If you do not want to change the weight coefficients of a layer, the backward passage through this layer can be completely eliminated. This seriously speeds up the computation process. For example, if half of the layers in your model are frozen, you will need half the calculation to train the model.

On the other hand, you still need to train the model, so if you freeze the layers too early, the model will give inaccurate predictions.

#### What is the novelty?

The authors showed a way to freeze layers one by one as early as possible, optimizing training time by eliminating back passages. In the beginning, the model is fully trained, as usual. After several iterations, the first layer of the model is frozen, and the remaining layers continue to be trained. After a few more iterations, the next layer is frozen, and so on.

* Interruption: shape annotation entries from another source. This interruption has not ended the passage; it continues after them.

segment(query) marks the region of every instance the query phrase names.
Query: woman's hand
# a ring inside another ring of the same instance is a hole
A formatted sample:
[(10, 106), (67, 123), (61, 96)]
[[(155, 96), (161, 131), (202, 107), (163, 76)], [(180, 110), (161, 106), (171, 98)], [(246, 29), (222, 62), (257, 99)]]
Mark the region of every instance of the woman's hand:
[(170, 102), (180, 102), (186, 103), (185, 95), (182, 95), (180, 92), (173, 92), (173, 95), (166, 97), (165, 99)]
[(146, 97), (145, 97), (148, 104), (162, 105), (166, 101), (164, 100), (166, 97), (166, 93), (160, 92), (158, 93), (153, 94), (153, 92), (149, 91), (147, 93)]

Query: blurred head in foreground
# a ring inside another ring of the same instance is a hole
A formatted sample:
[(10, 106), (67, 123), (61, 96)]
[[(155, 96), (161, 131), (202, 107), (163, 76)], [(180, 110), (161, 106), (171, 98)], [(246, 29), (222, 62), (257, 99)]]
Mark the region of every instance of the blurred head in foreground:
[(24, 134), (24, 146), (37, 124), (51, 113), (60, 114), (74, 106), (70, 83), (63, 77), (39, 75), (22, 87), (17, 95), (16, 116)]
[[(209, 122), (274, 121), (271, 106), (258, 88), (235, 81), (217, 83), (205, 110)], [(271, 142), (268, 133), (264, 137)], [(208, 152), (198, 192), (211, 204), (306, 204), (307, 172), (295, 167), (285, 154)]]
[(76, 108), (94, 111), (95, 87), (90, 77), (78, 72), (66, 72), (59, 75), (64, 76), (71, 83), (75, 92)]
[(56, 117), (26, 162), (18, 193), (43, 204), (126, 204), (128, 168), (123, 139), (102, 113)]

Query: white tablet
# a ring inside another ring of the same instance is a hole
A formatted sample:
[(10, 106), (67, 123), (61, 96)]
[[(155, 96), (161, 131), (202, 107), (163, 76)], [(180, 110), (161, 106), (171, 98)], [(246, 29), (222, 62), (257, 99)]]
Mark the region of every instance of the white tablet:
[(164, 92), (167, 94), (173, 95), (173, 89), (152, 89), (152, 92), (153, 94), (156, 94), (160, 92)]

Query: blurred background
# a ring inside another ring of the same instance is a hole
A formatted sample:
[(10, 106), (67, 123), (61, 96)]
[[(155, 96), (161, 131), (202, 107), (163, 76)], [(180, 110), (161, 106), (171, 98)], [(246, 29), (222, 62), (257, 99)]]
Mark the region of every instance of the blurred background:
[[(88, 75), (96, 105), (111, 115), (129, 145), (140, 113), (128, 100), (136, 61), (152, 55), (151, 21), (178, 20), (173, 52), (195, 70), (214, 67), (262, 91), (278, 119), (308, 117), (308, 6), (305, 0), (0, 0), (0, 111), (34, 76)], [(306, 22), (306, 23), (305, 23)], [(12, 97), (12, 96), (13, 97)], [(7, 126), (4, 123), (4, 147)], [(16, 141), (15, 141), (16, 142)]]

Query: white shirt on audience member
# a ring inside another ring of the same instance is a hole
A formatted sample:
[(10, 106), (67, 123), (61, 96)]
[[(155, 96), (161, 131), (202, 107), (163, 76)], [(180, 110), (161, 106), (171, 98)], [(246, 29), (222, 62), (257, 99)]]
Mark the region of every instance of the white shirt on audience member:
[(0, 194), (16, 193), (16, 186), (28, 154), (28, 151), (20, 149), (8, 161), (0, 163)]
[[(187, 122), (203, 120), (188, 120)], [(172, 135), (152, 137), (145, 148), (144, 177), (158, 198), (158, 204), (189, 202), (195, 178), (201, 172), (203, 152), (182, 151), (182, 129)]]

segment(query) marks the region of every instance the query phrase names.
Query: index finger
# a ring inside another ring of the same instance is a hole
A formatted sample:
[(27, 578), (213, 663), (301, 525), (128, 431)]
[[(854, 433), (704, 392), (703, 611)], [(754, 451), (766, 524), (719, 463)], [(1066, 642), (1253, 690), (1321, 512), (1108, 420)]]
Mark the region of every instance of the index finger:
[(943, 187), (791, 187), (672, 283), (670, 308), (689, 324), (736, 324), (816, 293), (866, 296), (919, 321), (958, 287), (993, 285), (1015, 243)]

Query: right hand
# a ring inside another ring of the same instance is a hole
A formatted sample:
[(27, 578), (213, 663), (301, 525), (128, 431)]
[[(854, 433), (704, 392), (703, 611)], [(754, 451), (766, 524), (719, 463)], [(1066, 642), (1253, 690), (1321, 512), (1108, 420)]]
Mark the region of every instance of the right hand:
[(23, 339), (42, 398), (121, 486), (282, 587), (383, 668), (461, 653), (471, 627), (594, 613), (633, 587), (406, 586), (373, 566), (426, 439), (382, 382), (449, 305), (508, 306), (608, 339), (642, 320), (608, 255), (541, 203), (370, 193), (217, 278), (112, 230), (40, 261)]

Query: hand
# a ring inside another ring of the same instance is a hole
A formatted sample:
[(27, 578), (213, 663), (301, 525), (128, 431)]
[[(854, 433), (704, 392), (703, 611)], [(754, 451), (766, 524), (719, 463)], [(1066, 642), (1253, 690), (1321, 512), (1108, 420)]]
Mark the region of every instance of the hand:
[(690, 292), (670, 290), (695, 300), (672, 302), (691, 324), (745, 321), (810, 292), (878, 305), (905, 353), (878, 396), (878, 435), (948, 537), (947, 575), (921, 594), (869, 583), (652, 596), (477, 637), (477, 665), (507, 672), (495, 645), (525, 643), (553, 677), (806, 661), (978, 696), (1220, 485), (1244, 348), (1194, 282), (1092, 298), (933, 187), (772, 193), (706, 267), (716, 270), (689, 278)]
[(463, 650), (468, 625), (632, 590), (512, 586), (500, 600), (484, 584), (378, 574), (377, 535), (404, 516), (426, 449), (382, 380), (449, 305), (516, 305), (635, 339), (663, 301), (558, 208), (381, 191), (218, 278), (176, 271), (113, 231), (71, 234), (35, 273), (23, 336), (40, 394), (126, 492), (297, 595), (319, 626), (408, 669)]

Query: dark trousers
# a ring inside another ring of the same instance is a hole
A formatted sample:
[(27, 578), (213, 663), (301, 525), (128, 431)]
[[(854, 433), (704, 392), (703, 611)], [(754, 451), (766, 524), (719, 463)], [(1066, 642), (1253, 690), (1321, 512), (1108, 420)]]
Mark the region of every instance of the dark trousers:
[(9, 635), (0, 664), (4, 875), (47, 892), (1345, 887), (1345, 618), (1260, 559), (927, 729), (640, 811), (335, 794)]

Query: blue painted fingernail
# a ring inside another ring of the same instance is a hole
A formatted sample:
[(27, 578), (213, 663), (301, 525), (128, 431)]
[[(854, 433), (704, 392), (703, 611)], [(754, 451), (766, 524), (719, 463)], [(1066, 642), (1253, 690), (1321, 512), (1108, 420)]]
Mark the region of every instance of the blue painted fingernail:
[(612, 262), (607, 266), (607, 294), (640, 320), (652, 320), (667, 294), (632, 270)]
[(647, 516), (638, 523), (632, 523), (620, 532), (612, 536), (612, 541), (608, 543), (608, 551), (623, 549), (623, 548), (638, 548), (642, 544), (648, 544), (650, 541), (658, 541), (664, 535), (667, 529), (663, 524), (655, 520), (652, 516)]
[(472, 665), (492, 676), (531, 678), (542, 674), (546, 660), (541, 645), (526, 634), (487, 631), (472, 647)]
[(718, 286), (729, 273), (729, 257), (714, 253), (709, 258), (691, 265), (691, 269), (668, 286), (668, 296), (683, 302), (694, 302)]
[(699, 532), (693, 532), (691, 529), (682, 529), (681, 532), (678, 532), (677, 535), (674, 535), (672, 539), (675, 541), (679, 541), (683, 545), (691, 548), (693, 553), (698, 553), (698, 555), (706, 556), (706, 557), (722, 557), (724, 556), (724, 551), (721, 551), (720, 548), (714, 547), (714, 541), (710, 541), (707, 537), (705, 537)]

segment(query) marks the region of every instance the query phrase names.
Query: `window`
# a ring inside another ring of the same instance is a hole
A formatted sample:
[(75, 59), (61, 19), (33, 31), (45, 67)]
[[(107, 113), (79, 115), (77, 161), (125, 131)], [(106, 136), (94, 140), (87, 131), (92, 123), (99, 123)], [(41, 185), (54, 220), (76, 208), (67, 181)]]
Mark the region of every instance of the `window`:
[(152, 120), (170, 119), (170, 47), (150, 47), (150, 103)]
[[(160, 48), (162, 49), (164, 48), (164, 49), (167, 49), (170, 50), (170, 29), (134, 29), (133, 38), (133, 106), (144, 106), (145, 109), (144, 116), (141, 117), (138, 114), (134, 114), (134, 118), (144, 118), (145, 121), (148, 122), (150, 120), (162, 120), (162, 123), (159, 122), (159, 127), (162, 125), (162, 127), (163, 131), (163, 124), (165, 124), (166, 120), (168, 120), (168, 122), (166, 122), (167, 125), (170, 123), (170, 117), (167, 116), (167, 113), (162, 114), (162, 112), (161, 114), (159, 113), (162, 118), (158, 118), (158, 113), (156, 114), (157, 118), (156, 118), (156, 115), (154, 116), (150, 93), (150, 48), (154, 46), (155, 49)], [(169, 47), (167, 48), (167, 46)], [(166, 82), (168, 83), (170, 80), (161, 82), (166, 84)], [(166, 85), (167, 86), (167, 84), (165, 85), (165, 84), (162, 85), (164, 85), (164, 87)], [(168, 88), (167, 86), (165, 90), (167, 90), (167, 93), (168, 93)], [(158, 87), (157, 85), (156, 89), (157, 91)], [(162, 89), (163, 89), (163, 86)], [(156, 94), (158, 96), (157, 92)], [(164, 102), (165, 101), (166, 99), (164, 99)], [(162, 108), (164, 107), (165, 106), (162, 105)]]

#### (Again) annealing training speed

The authors used annealing training rates. An important difference between their approach: the learning rate varies

**from layer to layer**, and not for the entire model. They used the following expression:

Here, alpha is the learning speed, t is the iteration number, i is the layer number in the model.

Please note, since the first layer of the model will be frozen first, its training will last the least number of cycles. To compensate for this, the authors scaled the initial learning coefficient for each layer:

As a result, the authors achieved an acceleration of learning by 20% due to a drop in accuracy of 3%, or acceleration by 15%

**without reducing the accuracy of the**prediction.

However, the proposed method does not work very well with models that do not use layer skips (such as VGG-16). In such networks, neither acceleration nor influence on the accuracy of prediction were found.